American journalist and politician (1946–2024)

James E. Shaw (October 30, 1946 – July 5, 2024) was an American politician. He served four terms as mayor of Rapid City, South Dakota, from 1997 to 1999, from 1999 to 2001 and again from 2003 to 2005 and from 2005 to 2007. Economic development of Rapid City was a main focus of his administration.

==Biography==
Shaw was born October 30, 1946, in Elmira, New York. He grew up in Dundee, New York, and attended the State University of New York at Fredonia and the South Dakota School of Mines and Technology.

Prior to being elected mayor, Shaw was a radio personality and television news anchor on KOTA-TV in Rapid City.

Shaw was part of a statewide, non-partisan effort to persuade the BRAC (Base Realignment Commission) to remove Ellsworth Air Force Base near Rapid City from the list of recommended closures in 2005, according to Pat McElgunn, Military Affairs Chairman of the RC Chamber of Commerce. Shaw, along with U.S. Senators Tim Johnson, John Thune, Representative Stephanie Herseth Sandlin and Governor Mike Rounds, testified before the BRAC committee public hearing in Rapid City in favor of keeping Ellsworth open. Later that summer, the BRAC voted to remove Ellsworth from the list of recommended closures, and Shaw called it "a grand and glorious day for our community."

Shaw was arrested on August 11, 2006, and charged with disorderly conduct and resisting arrest. He claimed that police officers overreacted, and was banned for life from the Iowa State Fair, where the incident occurred. He initially pleaded not guilty, but later pleaded guilty and was fined.

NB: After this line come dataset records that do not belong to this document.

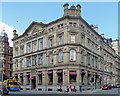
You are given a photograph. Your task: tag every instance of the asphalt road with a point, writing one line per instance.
(111, 92)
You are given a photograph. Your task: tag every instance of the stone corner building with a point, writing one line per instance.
(6, 55)
(63, 52)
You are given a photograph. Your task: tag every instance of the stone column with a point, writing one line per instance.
(55, 59)
(85, 58)
(36, 82)
(86, 78)
(78, 76)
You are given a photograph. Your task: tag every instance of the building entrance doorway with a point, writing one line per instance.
(33, 83)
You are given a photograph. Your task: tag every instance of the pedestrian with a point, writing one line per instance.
(80, 87)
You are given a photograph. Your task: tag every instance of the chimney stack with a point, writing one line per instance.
(73, 11)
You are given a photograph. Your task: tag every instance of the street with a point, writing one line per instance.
(97, 92)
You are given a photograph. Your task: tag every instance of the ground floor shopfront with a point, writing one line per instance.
(51, 79)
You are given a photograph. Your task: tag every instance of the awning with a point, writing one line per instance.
(15, 75)
(73, 73)
(59, 71)
(28, 74)
(32, 78)
(21, 74)
(89, 73)
(39, 73)
(49, 72)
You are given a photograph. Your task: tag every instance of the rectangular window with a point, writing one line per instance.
(72, 38)
(35, 47)
(35, 59)
(60, 40)
(74, 24)
(58, 26)
(61, 25)
(41, 58)
(41, 45)
(29, 48)
(22, 62)
(29, 61)
(16, 63)
(51, 58)
(70, 23)
(51, 43)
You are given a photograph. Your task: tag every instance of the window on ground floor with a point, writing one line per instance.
(73, 75)
(50, 77)
(21, 79)
(60, 76)
(39, 78)
(27, 80)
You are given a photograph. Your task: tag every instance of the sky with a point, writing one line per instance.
(19, 15)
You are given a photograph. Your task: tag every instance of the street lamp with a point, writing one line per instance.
(1, 59)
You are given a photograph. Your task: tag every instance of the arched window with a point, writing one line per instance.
(72, 55)
(60, 56)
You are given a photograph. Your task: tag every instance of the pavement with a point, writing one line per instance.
(95, 92)
(57, 92)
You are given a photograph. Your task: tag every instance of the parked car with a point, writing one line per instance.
(109, 86)
(106, 87)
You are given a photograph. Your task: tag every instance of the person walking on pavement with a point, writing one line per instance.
(80, 87)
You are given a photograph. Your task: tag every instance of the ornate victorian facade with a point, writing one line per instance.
(6, 55)
(63, 52)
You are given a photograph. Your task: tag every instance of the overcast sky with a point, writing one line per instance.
(20, 15)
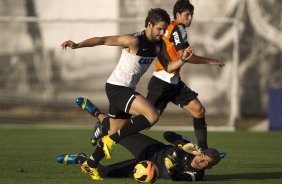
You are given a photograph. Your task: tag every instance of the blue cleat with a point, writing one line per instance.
(97, 133)
(70, 159)
(85, 104)
(222, 154)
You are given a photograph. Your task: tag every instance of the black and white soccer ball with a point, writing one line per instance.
(146, 172)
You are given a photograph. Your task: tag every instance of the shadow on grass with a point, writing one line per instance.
(245, 176)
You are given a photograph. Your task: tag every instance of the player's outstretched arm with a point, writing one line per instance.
(184, 57)
(203, 60)
(120, 40)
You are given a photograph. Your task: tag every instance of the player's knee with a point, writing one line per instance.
(200, 112)
(153, 117)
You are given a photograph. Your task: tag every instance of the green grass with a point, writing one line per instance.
(28, 156)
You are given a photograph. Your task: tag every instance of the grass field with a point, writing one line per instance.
(28, 156)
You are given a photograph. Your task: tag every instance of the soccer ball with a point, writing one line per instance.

In 2009 Shaw was part of a group that purchased the Black Hills Speedway and planned to renovate it in order to attract more visitors. In early January 2010 the Rapid City Journal named him as one of the "Ten in 2010"—ten local residents to watch in the year to follow because they were expected to make news.

Shaw was arrested again in 2012, this time in Rapid City, for speeding. He was also charged with obstruction and failure to yield. Then in 2014, Shaw was fined for disturbing an election. Shaw stated later that year that he was struggling to manage diabetes, on which he blamed his legal troubles.

Shaw died on July 5, 2024, at the age of 77.